The Commodore just reopened last weekend after being closed for two years — it’s a proud old dance hall in the 1940’s fashion that has just been updated for the millennium. Sadly, some of the real character was taken away from it — like the bubble lights on all of the support poles, the old B-17 cockpit that housed the DJ booth upstairs, and the beautiful chandeliers — but more was added in the form of big, panoramic windows lining both the front and back of the club, a wider staircase to get into the place, and plush velvet everywhere.

BBVD hopped through a mixture of classics and songs from their last album and their new album. What was really interesting were the quantity and quality of polished swing disciples who entertained the whole crowd with their fantastic dancing. Zoot suits, fedoras, hanging suspenders and wingtips (I felt underdressed!) were everywhere.

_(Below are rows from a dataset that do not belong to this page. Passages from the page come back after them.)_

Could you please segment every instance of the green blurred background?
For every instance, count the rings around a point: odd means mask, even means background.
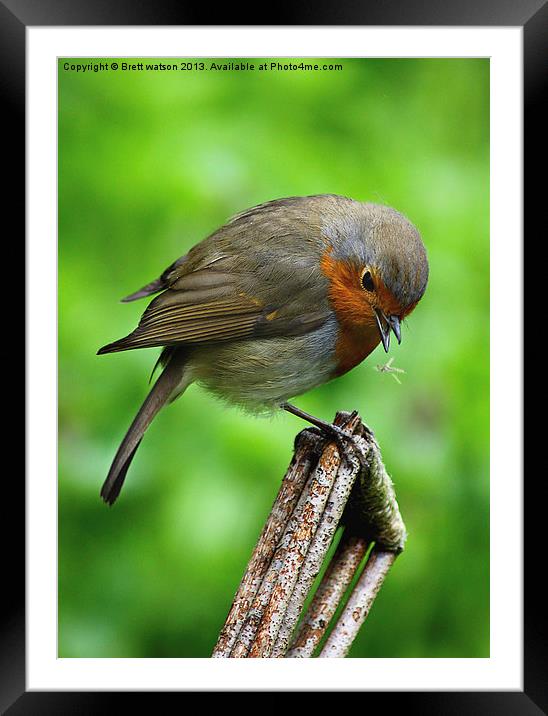
[[[351,656],[489,655],[489,61],[336,61],[84,74],[59,61],[61,657],[211,653],[304,426],[191,386],[108,508],[99,489],[159,351],[95,353],[146,306],[119,299],[229,216],[324,192],[402,211],[430,260],[391,351],[402,385],[375,371],[377,348],[296,401],[361,412],[409,531]]]

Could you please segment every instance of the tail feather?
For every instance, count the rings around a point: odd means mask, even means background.
[[[126,461],[119,466],[118,471],[115,475],[112,476],[112,479],[109,481],[105,481],[103,487],[101,488],[101,497],[108,505],[113,505],[116,498],[120,494],[120,490],[122,489],[122,485],[124,484],[124,480],[126,479],[126,474],[128,471],[129,466],[131,465],[131,461],[133,460],[133,456],[137,452],[137,448],[141,444],[141,440],[137,443],[137,445],[133,448],[132,452],[130,453],[129,457],[126,459]],[[113,465],[114,466],[114,465]],[[112,472],[112,468],[111,468]],[[110,472],[109,472],[110,477]],[[108,485],[107,485],[108,483]]]
[[[120,494],[128,468],[146,429],[160,409],[174,395],[179,395],[187,387],[188,383],[184,384],[185,364],[183,351],[173,351],[166,367],[131,423],[101,488],[101,497],[109,505],[112,505]]]

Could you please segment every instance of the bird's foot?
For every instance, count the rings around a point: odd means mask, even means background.
[[[297,406],[292,405],[291,403],[282,403],[280,408],[298,418],[301,418],[302,420],[306,420],[306,422],[311,425],[314,425],[314,428],[309,428],[310,432],[319,432],[325,437],[331,438],[339,448],[341,457],[348,462],[351,467],[363,469],[367,466],[367,454],[364,452],[361,442],[358,442],[355,435],[346,432],[346,430],[341,428],[339,425],[328,423],[320,418],[316,418],[314,415],[306,413],[304,410],[297,408]],[[349,413],[348,421],[353,420],[357,415],[357,410]]]

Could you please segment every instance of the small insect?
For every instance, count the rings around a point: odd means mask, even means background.
[[[377,365],[375,366],[375,370],[377,370],[379,373],[390,373],[390,375],[394,378],[396,383],[399,383],[401,385],[401,380],[398,378],[398,373],[405,373],[403,368],[396,368],[392,366],[392,361],[394,360],[394,356],[390,358],[388,363],[385,363],[384,365]]]

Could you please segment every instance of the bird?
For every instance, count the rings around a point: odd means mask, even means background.
[[[102,499],[115,502],[146,429],[191,383],[251,413],[283,409],[328,426],[289,399],[347,373],[380,343],[388,352],[391,333],[400,343],[428,272],[418,229],[390,206],[317,194],[236,214],[122,299],[158,294],[135,330],[98,354],[160,347],[162,372]]]

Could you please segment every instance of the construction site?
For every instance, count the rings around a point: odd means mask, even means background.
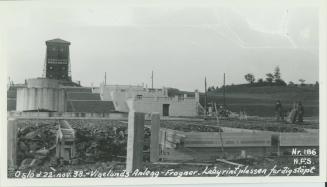
[[[317,116],[231,111],[225,92],[209,104],[207,88],[171,97],[106,79],[83,87],[71,78],[70,42],[46,45],[44,76],[8,86],[10,178],[319,175]]]

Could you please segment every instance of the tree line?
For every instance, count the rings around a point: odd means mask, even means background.
[[[247,81],[247,84],[243,84],[243,86],[251,86],[251,87],[262,87],[262,86],[306,86],[304,79],[299,79],[299,84],[296,84],[292,81],[286,83],[281,76],[281,71],[279,66],[274,68],[272,73],[267,73],[265,78],[256,79],[254,74],[247,73],[244,75],[244,79]],[[233,84],[232,84],[233,85]],[[318,81],[315,85],[311,85],[315,87],[319,87]],[[228,86],[226,86],[228,87]],[[220,88],[218,86],[209,86],[208,92],[218,91]]]
[[[281,77],[279,66],[275,67],[273,73],[267,73],[265,80],[259,78],[255,82],[256,79],[252,73],[246,74],[244,78],[252,86],[287,86],[287,83]]]

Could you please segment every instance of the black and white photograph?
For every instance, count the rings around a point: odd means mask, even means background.
[[[0,4],[9,183],[326,180],[321,1]]]

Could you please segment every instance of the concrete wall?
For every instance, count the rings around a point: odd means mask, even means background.
[[[197,116],[197,101],[194,98],[171,102],[169,116]]]
[[[92,87],[92,93],[100,94],[100,87]]]
[[[59,88],[59,81],[54,79],[27,79],[26,83],[28,88]]]
[[[319,146],[319,133],[280,133],[279,145],[291,146]]]
[[[128,112],[128,106],[126,103],[126,98],[128,98],[128,93],[111,92],[110,100],[112,100],[115,110],[120,112]]]
[[[46,78],[26,80],[24,87],[17,88],[16,111],[65,110],[65,93],[59,81]]]
[[[158,112],[160,115],[162,115],[163,104],[169,104],[169,103],[164,101],[136,100],[134,101],[134,109],[137,112],[143,112],[143,113]]]
[[[135,112],[158,112],[163,115],[163,105],[169,104],[169,116],[197,116],[199,93],[195,97],[168,97],[168,91],[163,89],[147,89],[142,86],[102,85],[100,88],[102,100],[113,101],[115,110],[128,112],[127,101],[133,101]]]
[[[17,111],[27,110],[51,110],[65,111],[65,92],[58,88],[18,88]]]
[[[136,112],[158,112],[163,115],[163,104],[169,104],[169,116],[197,116],[197,103],[195,98],[135,98],[133,107]]]
[[[104,101],[113,101],[112,94],[116,93],[119,95],[124,95],[125,100],[137,95],[142,95],[143,97],[167,97],[168,90],[166,88],[162,89],[150,89],[144,88],[143,86],[134,85],[101,85],[100,86],[100,96]]]
[[[142,91],[142,86],[133,85],[101,85],[100,86],[100,96],[104,101],[113,101],[112,92],[124,93],[124,95],[134,95],[132,93]]]

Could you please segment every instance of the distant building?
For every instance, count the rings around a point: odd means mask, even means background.
[[[24,84],[11,83],[8,111],[71,112],[84,117],[86,113],[104,115],[115,110],[112,101],[101,100],[99,91],[71,80],[69,45],[62,39],[46,41],[44,77],[27,79]]]
[[[134,85],[101,85],[97,88],[74,83],[70,72],[69,46],[70,42],[62,39],[46,41],[45,76],[27,79],[24,84],[12,83],[7,90],[8,111],[71,113],[78,117],[105,117],[113,112],[119,116],[130,109],[144,113],[159,112],[162,116],[199,114],[198,91],[195,97],[169,97],[167,88]]]
[[[169,97],[167,88],[151,89],[133,85],[101,85],[102,100],[112,101],[116,111],[128,112],[130,104],[136,112],[159,112],[162,116],[197,116],[199,93]],[[130,103],[130,104],[128,104]]]
[[[70,42],[57,38],[48,40],[45,43],[47,45],[45,77],[48,79],[71,81],[69,58]]]

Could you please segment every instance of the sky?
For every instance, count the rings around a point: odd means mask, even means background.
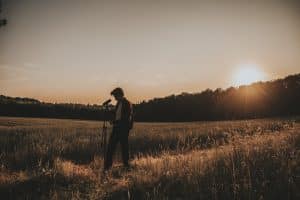
[[[9,96],[99,104],[120,86],[137,103],[236,86],[245,66],[300,72],[296,0],[2,0],[1,17]]]

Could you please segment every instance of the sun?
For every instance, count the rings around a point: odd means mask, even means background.
[[[253,82],[263,81],[265,73],[255,64],[242,64],[238,66],[237,70],[233,73],[233,85],[248,85]]]

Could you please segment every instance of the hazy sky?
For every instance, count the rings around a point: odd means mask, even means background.
[[[299,1],[298,1],[299,2]],[[0,94],[101,103],[226,88],[243,65],[300,72],[292,0],[4,0]]]

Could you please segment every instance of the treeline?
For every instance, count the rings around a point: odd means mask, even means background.
[[[136,107],[141,121],[198,121],[300,114],[300,74],[248,86],[171,95]]]
[[[269,82],[171,95],[134,105],[136,121],[199,121],[300,114],[300,74]],[[0,96],[0,115],[103,120],[99,105],[52,104]],[[111,117],[111,116],[110,116]]]
[[[43,103],[30,98],[0,95],[2,116],[103,120],[105,114],[99,105]]]

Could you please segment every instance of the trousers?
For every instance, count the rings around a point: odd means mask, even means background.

Something eventful always happens when I go to the Commodore. Big Bad Voodoo Daddy blew out the sound system at the Commodore just as they finished their set with a big blast of “Go Daddy-O”. The sudden silence coming from the stage was greeted by confused band members and an audience that continued to chant “Go Daddy-O” until they made their return for an encore that any street busker would be proud of. As the crowd helped Scotty Moore belt out the lyrics to “Minnie The Moocher” and “So Long-Farewell-Goodbye” they gathered close to the stage to hear as the horns wailed without amplification — sometimes competing with piercing fire alarm bells. Good bands entertain you. Great bands invite you into their world and make you feel comfortable there. Thanks to Big Bad Voodoo Daddy, a real “we’re all friends here” atmosphere permeated the room and the Commodore was duly re-blessed.

Shortly after the show ended, however, we realized that not only had the sound system blown but also the lighting, and more importantly the air conditioning. The half-hour wait for the coat check (some things never change) was almost unbearable, and re-emerging into the rain was like escaping an oven.